Node.js cluster module — use all your CPU cores
Node.js runs on a single thread. A 32-core machine running a single Node.js process uses one core and leaves 31 idle. The cluster module fixes this by forking worker processes — one per CPU core — all sharing the same port. The OS load-balances incoming connections. Here is how to implement it correctly, including graceful restarts and health monitoring.
Basic cluster setup
// cluster.ts
import cluster from 'node:cluster';
import { cpus } from 'node:os';
import { createServer } from './server';
const NUM_WORKERS = cpus().length;
if (cluster.isPrimary) {
console.log(`Primary ${process.pid} starting ${NUM_WORKERS} workers`);
// Fork workers
for (let i = 0; i < NUM_WORKERS; i++) {
cluster.fork();
}
// Replace dead workers
cluster.on('exit', (worker, code, signal) => {
console.log(`Worker ${worker.process.pid} died (code ${code}, signal ${signal})`);
console.log('Forking replacement worker');
cluster.fork();
});
} else {
// Worker process: start the HTTP server
const app = createServer();
const port = parseInt(process.env.PORT || '3000');
app.listen(port, () => {
console.log(`Worker ${process.pid} listening on port ${port}`);
});
}
Graceful restart — zero-downtime deployments
When deploying, you want to restart workers one at a time so the server never goes down:
// Graceful rolling restart on SIGUSR2
if (cluster.isPrimary) {
const workers: cluster.Worker[] = [];
for (let i = 0; i < NUM_WORKERS; i++) {
workers.push(cluster.fork());
}
process.on('SIGUSR2', async () => {
console.log('Received SIGUSR2: starting rolling restart');
const allWorkers = Object.values(cluster.workers || {}).filter(Boolean) as cluster.Worker[];
for (const worker of allWorkers) {
await new Promise<void>((resolve) => {
// Wait for new worker to come up before killing old one
const newWorker = cluster.fork();
newWorker.once('listening', () => {
console.log(`New worker ${newWorker.process.pid} is ready`);
// Now gracefully shut down the old worker
worker.send('shutdown');
worker.disconnect();
worker.once('exit', () => {
console.log(`Old worker ${worker.process.pid} exited`);
resolve();
});
});
});
// Small delay between worker replacements
await new Promise(r => setTimeout(r, 500));
}
console.log('Rolling restart complete');
});
cluster.on('exit', (worker, code, signal) => {
if (signal !== 'SIGTERM') {
// Unexpected death — replace immediately
cluster.fork();
}
});
}
// In the worker: handle the shutdown message
process.on('message', (msg) => {
if (msg === 'shutdown') {
console.log(`Worker ${process.pid} shutting down gracefully`);
server.close(() => {
process.exit(0);
});
}
});
Triggering a rolling restart during deploy
# In your deploy script
# 1. Copy new code
rsync -az ./dist/ server:/app/dist/
# 2. Signal the primary to do a rolling restart
kill -SIGUSR2 $(cat /var/run/myapp.pid)
# 3. Watch the logs to confirm
tail -f /var/log/myapp.log | grep -E "ready|exited"
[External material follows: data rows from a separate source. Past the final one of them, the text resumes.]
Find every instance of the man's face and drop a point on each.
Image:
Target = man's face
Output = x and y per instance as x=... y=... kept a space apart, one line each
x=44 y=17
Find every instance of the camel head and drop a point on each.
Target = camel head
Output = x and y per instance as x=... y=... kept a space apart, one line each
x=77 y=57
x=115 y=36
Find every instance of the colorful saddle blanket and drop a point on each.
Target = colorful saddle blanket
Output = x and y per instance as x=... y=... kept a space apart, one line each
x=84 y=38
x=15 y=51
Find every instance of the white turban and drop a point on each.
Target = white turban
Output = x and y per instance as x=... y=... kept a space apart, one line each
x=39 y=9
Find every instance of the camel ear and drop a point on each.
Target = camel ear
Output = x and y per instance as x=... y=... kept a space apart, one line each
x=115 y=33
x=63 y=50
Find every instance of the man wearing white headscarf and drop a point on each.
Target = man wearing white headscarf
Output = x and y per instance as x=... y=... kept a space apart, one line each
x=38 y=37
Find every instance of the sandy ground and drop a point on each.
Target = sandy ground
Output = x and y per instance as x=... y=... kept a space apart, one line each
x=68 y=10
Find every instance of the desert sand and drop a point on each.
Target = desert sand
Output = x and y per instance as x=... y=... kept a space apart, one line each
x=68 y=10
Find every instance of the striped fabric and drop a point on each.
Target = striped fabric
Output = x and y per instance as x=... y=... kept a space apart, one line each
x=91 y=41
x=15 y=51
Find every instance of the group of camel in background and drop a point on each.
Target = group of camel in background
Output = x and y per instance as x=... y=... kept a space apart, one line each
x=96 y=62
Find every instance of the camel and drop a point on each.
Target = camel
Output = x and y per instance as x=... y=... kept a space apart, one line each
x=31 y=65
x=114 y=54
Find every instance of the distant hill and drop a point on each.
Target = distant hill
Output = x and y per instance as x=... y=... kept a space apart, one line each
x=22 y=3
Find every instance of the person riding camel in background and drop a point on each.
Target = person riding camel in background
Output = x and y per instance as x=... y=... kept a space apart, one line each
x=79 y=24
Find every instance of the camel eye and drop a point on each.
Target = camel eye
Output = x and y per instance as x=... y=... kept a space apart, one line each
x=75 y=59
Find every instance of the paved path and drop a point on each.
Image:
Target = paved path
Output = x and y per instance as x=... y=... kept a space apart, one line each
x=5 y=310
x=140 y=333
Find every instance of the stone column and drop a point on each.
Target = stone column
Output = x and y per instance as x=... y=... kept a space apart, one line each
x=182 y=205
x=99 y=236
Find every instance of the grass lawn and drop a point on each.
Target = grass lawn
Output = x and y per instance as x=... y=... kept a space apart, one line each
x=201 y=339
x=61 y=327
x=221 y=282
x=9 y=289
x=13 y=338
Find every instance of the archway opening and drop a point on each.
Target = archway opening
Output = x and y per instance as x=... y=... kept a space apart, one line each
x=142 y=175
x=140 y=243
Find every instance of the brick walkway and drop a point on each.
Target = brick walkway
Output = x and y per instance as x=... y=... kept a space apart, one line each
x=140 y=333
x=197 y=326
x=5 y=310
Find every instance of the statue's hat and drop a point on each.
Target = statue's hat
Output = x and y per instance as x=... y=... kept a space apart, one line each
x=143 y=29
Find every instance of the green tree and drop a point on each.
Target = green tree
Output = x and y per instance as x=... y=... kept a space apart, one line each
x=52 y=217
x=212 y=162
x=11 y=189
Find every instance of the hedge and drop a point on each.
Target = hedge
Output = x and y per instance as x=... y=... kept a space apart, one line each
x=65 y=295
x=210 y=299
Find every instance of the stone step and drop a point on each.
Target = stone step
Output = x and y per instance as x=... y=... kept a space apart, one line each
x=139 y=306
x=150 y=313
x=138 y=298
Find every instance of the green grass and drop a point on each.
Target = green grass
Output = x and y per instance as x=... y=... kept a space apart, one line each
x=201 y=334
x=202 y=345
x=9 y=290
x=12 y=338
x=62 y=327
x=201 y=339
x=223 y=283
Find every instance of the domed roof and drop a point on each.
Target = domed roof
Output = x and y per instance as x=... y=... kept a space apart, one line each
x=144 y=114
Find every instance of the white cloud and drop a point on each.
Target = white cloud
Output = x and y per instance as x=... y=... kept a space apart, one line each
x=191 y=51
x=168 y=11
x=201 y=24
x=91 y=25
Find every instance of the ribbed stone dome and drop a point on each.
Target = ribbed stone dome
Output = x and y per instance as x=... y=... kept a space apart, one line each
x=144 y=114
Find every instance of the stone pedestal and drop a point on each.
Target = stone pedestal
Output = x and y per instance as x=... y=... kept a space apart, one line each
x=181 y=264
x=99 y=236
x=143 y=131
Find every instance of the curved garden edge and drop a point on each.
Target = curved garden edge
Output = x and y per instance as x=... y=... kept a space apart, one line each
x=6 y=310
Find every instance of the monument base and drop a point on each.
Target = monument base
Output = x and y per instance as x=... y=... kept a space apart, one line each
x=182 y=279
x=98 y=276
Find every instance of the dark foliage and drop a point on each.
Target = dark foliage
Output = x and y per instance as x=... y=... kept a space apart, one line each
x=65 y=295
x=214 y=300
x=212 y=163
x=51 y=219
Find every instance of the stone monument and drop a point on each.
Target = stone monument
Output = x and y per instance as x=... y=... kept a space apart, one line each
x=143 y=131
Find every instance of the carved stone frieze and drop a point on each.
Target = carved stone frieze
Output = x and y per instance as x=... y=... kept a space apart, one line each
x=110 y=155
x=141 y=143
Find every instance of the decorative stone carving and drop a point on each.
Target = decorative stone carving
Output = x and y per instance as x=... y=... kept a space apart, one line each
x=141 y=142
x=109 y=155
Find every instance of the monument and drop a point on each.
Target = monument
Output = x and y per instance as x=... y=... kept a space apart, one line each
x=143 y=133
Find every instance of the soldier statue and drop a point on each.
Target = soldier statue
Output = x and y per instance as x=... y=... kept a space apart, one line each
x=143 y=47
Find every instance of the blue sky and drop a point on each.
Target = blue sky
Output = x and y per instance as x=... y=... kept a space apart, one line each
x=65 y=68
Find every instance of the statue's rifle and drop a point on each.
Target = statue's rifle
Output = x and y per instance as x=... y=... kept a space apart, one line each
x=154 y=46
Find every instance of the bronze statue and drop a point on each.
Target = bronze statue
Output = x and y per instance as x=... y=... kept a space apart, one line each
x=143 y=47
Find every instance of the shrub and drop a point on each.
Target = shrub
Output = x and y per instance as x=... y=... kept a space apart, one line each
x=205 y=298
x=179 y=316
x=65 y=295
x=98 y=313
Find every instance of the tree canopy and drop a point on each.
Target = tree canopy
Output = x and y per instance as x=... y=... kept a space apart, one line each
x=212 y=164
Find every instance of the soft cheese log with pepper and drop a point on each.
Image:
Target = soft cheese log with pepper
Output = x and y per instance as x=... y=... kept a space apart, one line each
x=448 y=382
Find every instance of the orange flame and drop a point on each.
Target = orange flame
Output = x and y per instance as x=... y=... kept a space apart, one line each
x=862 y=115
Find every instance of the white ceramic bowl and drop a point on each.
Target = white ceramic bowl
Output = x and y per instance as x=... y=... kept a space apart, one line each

Sharing state between workers
Workers do not share memory — each is a separate OS process. This has implications:
- In-memory rate limiting counts are per-worker, not global
- WebSocket connections handled by one worker cannot receive messages pushed by another
- Any state that needs to be shared must go in Redis, a database, or a message queue
// BAD: in-memory rate limiting with cluster
const requestCounts: Record<string, number> = {}; // per-worker only
// GOOD: Redis-backed rate limiting works across all workers
import redis from 'ioredis';
const r = new redis();
async function isRateLimited(ip: string): Promise<boolean> {
const key = `rate:${ip}:${Math.floor(Date.now() / 60000)}`;
const count = await r.incr(key);
if (count === 1) await r.expire(key, 60);
return count > 100;
}
Health endpoint that reports all workers
// Primary collects health from all workers
if (cluster.isPrimary) {
const workerHealth: Record<number, object> = {};
Object.values(cluster.workers || {}).forEach((worker) => {
worker?.on('message', (msg) => {
if (msg.type === 'health') {
workerHealth[worker.process.pid] = msg.data;
}
});
});
// Simple HTTP health endpoint in the primary
import http from 'node:http';
http.createServer((req, res) => {
if (req.url === '/cluster-health') {
res.writeHead(200, { 'Content-Type': 'application/json' });
res.end(JSON.stringify({
primaryPid: process.pid,
workerCount: Object.keys(cluster.workers || {}).length,
workers: workerHealth,
}));
}
}).listen(9999);
}
// Workers report health periodically
if (cluster.isWorker) {
setInterval(() => {
process.send?.({
type: 'health',
data: {
pid: process.pid,
memory: process.memoryUsage().heapUsed,
uptime: process.uptime(),
},
});
}, 5000);
}
When cluster is the wrong tool
Cluster works well for CPU-bound tasks and high-concurrency I/O servers. It is the wrong tool when:
- You are already running multiple instances behind a load balancer — cluster adds complexity without benefit
- Your bottleneck is I/O (database, network) rather than CPU — a single Node process with async I/O handles this fine
- You need shared state between workers — Redis is simpler than inter-process communication
The sweet spot for cluster: a CPU-intensive Node.js server (data transformation, image processing, heavy computation) on a single machine that you want to scale before moving to Kubernetes.